Ülkede genelinde ağırlığı olduğuna inanılan güneydeki Saidi aşireti de Mursi'ye açık destek veriyor. Rabiatul Adeviyye Meydanı'nda konuşan Saidi kabilesinin temsilcileri, Mursi'ye destek vermekten geri durmayacaklarını ifade etti.

Daha çok kırsal kesimde yaşayan bedeviler ve Saidilerin Mursi'yi desteklemesinin önemli olduğunu söyleyen uzmanlar, kırsal kesimde Mursi'ye destek veren halkın, darbeye destek veren gruplardan sayıca üstün olduğunu belirtiyor.

 

'Ordunun tavrı yadırganıyor'

Mısır'da askeri darbe öncesi Tahrir Meydanı'nda Mursi'ye karşı gösteri yapan kalabalığa bayrak atan, gösteri uçakları ile bölgede uçuş yapan Mısır Ordusu'nun, Mursi'ye destek veren göstericilere yönelik sert tavrı ülke genelinde eleştiriliyor.

Ordunun, Cumhuriyet Muhafızları Karargahı önünde 84 kişinin ölümü ile sonuçlanan saldırısının ardından, askerin, toplumu kamplaştırdığı ve darbeye destek veren kesimleri koruduğuna dair kanı, Mısır'da gün geçtikçe daha da yaygınlaşıyor.

Rabiatul Adeviyye Meydanı ve Sina'da, askerin, halkın üzerine uçak ve helikopterlerden bildiri atması ise Mısır genelinde yadırganıyor.

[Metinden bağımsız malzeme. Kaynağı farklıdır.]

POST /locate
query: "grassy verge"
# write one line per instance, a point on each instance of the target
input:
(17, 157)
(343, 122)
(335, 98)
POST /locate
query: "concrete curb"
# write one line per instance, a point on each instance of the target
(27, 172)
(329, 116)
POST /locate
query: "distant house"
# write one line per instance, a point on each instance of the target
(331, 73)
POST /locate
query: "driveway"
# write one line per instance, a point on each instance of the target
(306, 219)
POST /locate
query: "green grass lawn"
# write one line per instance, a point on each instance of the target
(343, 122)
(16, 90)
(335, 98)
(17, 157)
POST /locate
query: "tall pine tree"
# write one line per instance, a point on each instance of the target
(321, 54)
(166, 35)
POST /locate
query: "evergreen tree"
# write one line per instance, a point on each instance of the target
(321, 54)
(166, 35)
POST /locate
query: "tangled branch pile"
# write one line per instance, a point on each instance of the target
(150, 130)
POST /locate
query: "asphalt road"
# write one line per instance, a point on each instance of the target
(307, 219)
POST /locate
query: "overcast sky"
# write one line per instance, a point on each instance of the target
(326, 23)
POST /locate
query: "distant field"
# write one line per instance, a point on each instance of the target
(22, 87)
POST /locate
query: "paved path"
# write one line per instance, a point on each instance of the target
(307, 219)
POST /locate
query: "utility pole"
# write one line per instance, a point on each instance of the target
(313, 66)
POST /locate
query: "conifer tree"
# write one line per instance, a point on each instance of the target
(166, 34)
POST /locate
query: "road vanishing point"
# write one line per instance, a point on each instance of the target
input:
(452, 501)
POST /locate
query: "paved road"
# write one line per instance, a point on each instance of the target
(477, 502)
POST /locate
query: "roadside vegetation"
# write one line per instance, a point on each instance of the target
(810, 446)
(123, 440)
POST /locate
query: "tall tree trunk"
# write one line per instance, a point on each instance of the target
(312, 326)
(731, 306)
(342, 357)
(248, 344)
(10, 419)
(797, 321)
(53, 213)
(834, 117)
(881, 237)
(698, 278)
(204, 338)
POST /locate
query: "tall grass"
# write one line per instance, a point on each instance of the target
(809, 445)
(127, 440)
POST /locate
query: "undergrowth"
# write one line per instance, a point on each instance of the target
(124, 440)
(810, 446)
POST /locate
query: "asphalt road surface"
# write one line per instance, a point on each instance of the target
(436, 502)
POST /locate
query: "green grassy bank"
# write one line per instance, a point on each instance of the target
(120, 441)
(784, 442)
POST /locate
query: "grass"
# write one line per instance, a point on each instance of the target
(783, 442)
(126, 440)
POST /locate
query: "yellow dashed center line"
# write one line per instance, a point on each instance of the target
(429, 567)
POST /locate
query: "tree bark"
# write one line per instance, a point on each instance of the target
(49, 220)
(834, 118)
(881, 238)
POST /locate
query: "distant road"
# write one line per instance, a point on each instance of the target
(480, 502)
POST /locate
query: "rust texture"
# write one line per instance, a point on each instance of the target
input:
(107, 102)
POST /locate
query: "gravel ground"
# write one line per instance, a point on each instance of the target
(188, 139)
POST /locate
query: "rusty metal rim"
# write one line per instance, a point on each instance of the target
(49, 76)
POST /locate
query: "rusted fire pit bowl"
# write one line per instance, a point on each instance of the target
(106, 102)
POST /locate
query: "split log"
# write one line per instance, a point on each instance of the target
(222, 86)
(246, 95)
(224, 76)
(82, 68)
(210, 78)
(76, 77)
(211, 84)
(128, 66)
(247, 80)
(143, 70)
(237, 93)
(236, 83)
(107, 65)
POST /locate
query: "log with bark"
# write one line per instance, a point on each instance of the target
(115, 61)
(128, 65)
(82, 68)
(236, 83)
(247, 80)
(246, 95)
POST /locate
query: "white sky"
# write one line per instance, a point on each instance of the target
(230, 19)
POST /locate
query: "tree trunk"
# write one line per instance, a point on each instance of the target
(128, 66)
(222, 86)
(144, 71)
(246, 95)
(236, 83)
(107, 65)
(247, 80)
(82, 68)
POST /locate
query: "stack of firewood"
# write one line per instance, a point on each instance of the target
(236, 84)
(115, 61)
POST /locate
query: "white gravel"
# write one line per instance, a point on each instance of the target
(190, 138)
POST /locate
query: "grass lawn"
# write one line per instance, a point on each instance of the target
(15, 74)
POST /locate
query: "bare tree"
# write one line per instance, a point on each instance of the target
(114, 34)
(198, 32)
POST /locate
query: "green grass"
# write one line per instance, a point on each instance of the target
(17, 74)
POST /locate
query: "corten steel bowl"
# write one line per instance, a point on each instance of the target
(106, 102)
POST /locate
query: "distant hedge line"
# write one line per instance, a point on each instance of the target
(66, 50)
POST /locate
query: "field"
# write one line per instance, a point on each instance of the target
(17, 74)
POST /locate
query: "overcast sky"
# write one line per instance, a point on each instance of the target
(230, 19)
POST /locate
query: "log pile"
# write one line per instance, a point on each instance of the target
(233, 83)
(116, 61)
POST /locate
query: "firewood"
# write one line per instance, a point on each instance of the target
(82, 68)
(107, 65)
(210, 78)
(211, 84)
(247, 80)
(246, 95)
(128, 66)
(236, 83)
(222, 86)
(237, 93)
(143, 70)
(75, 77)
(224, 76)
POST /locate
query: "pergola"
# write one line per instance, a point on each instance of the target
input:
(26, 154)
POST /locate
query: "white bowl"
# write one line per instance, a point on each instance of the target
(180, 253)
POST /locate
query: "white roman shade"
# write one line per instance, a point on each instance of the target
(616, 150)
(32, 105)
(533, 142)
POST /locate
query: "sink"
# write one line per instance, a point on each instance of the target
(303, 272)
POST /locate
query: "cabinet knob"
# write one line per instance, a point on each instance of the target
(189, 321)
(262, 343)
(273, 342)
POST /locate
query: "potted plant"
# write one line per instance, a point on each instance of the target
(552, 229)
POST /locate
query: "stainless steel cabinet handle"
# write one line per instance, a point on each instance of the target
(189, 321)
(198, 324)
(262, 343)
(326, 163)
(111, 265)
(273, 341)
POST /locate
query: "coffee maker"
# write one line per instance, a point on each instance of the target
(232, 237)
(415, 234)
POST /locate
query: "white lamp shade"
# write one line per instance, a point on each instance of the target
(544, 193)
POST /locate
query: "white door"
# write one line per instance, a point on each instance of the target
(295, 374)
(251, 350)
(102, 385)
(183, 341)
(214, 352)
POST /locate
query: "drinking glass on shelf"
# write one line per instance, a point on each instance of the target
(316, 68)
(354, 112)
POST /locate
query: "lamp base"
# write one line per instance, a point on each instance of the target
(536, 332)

Ordunun kendi halkını düşman gördüğünü, bu nedenle ABD'nin Afganistan'da, İsrail'in de Filistin'de yaptığına benzer şekilde havadan bildiri attığını söyleyen göstericiler, "Burada kimse onlara bir şey yapmaz, gelip bildirileri bize elden verebilirlerdi. Onlar işgalci bir ordu gibi davrandı" değerlendirmesinde bulundu.